川北英隆のブログ

ギリシャ問題の想定外の展開

誰もギリシャの現政権がここまで強硬だとは想定しなかったのだろう。むしろ数日前は楽観的な観測さえ出ていた。だから、7/5に国民投票と言われた瞬間、市場は完全に青くなった。
以前にも書いたように、ユーロ圏の拡大というヨーロッパの戦略が破綻しかかっている。気質も考え方も異なるヨーロッパ全土にユーロという統一通貨を持ち込むという発想自身が大胆すぎたと思える。
以前から感じているが、今のヨーロッパの指導者層(象徴的には貴族層)には原理主義的な、つまり自分たちの発想や行動が高邁であり、民衆や周辺国(彼らからすれば下国であり、日本も含まれている)は当然に自分たちの考えに従うべきだとの発想が潜在的に流れている。だから、周辺国の囲い込みというか、間接的な政策指導を行ったというべきだろう。
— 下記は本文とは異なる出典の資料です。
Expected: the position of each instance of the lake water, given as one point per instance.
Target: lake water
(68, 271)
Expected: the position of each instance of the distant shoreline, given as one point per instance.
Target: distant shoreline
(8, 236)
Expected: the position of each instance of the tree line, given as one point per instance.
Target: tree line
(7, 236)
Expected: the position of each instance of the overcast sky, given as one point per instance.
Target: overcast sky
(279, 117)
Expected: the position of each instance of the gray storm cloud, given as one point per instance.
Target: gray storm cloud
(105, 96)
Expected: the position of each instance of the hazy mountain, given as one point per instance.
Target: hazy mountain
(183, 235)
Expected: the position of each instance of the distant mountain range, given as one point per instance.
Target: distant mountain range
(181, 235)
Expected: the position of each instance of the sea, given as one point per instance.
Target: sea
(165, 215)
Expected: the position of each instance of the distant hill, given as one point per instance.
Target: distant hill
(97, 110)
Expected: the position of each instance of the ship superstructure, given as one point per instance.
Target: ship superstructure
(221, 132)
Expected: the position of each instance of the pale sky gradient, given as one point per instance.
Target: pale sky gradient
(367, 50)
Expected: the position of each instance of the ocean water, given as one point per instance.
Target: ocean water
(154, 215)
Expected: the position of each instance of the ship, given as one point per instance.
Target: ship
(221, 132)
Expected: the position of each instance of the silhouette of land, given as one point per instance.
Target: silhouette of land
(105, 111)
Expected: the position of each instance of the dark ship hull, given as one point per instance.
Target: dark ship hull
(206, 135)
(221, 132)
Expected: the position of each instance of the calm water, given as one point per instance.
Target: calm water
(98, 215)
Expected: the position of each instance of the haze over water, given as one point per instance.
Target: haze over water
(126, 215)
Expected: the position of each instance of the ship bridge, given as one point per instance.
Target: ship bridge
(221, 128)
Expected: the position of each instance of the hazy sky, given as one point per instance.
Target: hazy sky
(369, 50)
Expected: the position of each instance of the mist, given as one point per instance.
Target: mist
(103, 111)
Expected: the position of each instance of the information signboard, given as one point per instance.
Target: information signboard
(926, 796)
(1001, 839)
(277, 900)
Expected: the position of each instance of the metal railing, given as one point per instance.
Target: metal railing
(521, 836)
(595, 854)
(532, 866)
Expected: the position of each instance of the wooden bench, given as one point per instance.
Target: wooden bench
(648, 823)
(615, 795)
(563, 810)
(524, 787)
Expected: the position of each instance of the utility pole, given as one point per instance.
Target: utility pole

しかし、ギリシャはかつての先進国である(失礼、今もそうだというのがギリシャ国民の意識だろう)。今の、成り上がったヨーロッパ主要国の言いなりには簡単には従わない。自分たちの発想を大切にする。この結果、現在のヨーロッパ主要国の原理主義が行き詰ったのである。
国民投票の結果はわからない。現時点の調査では「ユーロに残りたい」との結果が出そうだとされるが、そうなったとしても、その先は依然として不透明である。現政権が「ユーロ圏の脅し」を強調しているから、国民投票のすぐ後に総選挙に持ち込むかもしれない。そうだとして、総選挙でどういう政権が成立するのか、その政権がどう行動するのか、誰にもわからない。今の市場の感覚とすれば、ギリシャがユーロ圏離脱を決意したほうがすっきりする。悪材料の出尽くしである。とはいえ、ギリシャがユーロを離脱して経済が混乱すれば、その隙につけ入ろうという国があるため、その後にどうなるのかは中長期的に大問題だが。
いずれにしろ、ユーロを強固にして米ドルに対抗しようという壮大な構想が潰えようとしている。7/5にギリシャが残るも地獄、離脱するも地獄である。